Humphrey Bogart & Ingrid Bergman’s Casablanca Chemistry stopped as the cameras cut

Sure, they’re actors pretending to be in love, and that’s their job, so to speak, but film history is full of co-stars who justifiably fall in love. Paul Newman and Joanne Woodward, John Cassavetes and Gena Rowlands, Tom Hanks and Rita Wilson, and Ryan Reynolds and Blake Lively are examples of how that on-screen chemistry translates into real life.

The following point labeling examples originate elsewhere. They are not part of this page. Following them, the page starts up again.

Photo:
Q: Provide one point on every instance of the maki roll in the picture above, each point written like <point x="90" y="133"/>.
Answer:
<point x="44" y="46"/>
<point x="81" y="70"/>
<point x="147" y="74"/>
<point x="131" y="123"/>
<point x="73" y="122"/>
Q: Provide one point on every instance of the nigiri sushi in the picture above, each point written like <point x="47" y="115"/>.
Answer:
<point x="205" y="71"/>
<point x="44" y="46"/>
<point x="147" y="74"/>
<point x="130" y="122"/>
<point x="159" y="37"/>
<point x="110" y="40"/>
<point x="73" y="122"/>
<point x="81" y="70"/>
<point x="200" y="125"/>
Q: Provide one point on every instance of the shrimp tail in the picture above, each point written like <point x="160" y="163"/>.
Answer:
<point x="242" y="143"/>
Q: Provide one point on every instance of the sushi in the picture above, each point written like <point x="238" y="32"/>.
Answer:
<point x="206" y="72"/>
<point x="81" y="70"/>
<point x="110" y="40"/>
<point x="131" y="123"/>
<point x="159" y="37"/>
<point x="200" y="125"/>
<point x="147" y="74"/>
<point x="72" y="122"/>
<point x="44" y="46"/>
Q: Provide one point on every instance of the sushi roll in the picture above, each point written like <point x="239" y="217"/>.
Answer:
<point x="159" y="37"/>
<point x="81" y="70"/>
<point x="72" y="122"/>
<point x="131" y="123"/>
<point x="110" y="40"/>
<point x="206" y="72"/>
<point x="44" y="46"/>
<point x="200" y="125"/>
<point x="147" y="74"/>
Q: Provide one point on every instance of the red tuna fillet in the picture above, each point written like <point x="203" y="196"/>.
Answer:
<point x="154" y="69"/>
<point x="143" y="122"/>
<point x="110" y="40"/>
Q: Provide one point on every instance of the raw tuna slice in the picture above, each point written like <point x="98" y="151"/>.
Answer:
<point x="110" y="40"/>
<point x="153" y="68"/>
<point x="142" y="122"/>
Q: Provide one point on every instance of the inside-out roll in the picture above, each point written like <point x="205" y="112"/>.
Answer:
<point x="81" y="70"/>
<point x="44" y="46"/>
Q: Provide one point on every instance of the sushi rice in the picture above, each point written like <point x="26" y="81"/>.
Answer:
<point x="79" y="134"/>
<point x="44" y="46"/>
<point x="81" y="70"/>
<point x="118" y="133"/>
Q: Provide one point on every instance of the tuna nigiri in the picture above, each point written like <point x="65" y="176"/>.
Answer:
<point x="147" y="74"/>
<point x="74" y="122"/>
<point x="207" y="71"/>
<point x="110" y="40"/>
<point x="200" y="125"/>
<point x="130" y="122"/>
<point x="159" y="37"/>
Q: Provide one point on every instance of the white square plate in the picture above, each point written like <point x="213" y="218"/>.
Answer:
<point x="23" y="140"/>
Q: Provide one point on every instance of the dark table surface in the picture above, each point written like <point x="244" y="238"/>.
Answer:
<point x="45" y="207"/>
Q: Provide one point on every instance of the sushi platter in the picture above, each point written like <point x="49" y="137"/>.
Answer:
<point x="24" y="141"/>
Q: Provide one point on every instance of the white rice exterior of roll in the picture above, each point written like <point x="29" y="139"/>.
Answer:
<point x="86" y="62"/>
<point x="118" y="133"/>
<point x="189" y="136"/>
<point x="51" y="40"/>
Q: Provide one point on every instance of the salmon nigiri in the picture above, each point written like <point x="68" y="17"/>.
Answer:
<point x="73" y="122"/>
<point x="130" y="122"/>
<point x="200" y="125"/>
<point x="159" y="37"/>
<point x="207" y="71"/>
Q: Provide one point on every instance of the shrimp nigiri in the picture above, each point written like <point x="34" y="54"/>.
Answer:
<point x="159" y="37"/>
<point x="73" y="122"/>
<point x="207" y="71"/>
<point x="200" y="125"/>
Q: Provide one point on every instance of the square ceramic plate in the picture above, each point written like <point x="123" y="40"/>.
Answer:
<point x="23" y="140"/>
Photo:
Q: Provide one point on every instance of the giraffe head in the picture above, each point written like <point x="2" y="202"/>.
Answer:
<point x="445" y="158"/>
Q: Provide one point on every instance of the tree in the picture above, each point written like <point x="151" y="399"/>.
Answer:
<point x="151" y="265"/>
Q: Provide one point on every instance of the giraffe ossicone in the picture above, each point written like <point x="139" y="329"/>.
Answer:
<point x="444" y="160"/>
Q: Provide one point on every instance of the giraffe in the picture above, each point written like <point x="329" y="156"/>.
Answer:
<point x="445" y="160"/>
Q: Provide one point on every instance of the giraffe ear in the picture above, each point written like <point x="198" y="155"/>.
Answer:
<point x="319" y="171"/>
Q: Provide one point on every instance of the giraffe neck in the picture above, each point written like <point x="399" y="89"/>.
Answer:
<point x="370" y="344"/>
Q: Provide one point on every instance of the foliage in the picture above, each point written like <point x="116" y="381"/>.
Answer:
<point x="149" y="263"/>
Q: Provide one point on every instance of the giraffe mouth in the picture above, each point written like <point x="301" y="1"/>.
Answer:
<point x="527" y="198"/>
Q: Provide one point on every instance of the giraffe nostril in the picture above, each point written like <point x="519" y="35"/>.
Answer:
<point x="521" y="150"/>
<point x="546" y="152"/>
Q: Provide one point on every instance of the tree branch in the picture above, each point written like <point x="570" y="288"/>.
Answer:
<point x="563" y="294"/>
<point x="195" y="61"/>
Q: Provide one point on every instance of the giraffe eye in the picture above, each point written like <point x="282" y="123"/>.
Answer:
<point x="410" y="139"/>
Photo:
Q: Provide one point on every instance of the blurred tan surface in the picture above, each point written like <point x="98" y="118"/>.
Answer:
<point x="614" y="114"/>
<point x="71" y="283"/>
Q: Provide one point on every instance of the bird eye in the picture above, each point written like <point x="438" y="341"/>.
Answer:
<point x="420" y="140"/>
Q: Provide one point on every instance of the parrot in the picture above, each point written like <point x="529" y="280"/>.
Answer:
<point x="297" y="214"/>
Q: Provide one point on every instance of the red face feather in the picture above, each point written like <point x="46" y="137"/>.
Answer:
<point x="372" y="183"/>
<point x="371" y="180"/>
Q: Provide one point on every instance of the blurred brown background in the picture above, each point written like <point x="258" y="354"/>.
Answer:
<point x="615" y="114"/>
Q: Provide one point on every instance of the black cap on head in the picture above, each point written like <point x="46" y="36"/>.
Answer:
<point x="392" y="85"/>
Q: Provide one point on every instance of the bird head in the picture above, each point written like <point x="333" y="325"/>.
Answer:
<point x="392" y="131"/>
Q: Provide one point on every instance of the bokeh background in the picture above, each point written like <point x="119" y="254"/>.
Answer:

Accordingly Book by Stefan Kanfer from 2010 Tough Without a Gun: Humphrey Bogart, Men In Movies, and Why It Matters Bogart experienced a lot of private drama during the making of Casablanca, including a tumultuous relationship with his then-wife Mayo Methot, which, it should be noted, he met while they were making a film together in 1938. Methot was drinking heavily at the time and accused Bogart of having an affair with Bergman, which didn’t do much to improve Bogart’s feelings about his co-star’s knowledge that her mere presence in his work life was making his personal life a living hell.
However, Bogart was no angel. Just a few years after “Casablanca” (another iconic Hollywood example of co-stars falling in love), he would cheat on Methot with Lauren Bacall. Methot later divorced Bogart in 1945 after being diagnosed with paranoid schizophrenia, and because Bogart had actually toyed with her. Tragically, her depression and alcoholism would only worsen and she died in 1951 at the age of 47.
Ingrid Bergman may have had more to do with nothing happening between her and her leading man than Bogart, to be honest. She reportedly never felt attracted to Bogart off-screen after saying, “I kissed him but I never knew him.”